Fully resolved array of simulations investigating the influence of the magnetic Prandtl number on magnetohydrodynamic turbulence

TL;DR

This study uses high-resolution simulations to analyze how the magnetic Prandtl number affects energy dissipation and spectral transfer in magnetohydrodynamic turbulence, with implications for astrophysical and planetary phenomena.

Contribution

It provides a comprehensive, fully resolved numerical investigation of the magnetic Prandtl number's impact on MHD turbulence, correcting previous overestimations due to insufficient resolution.

Findings

Steepness of dissipation ratio scaling is overestimated in under-resolved simulations.

Nonhelical reverse spectral transfer occurs for Pm < 1.
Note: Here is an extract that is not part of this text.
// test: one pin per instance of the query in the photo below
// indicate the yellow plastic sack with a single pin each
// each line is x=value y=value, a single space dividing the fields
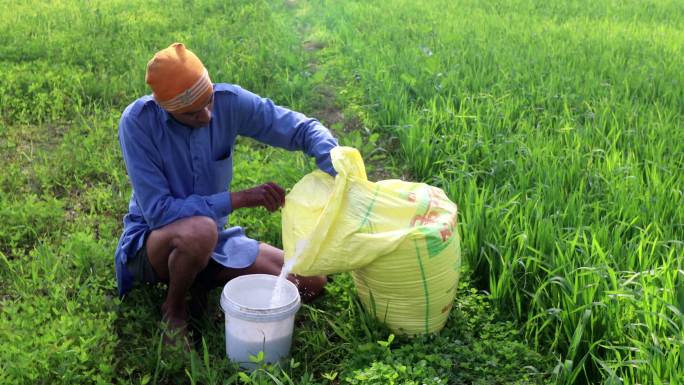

Results are relevant for understanding magnetic phenomena in stars and planets.

Abstract

We explore the effect of the magnetic Prandtl number Pm on energy and dissipation in fully resolved direct numerical simulations of steady-state, mechanically forced homogeneous magnetohydrodynamic turbulence in the range Pm = 1/32 to 32. We compare the spectra and show that if the simulations are not fully resolved, the steepness of the scaling of the kinetic-to-magnetic dissipation ratio with Pm is overestimated. We also present results of decaying turbulence with helical and nonhelical magnetic fields, where we find nonhelical reverse spectral transfer for Pm < 1. The results of this systematic analysis have applications including stars, planetary dynamos, and accretion disks.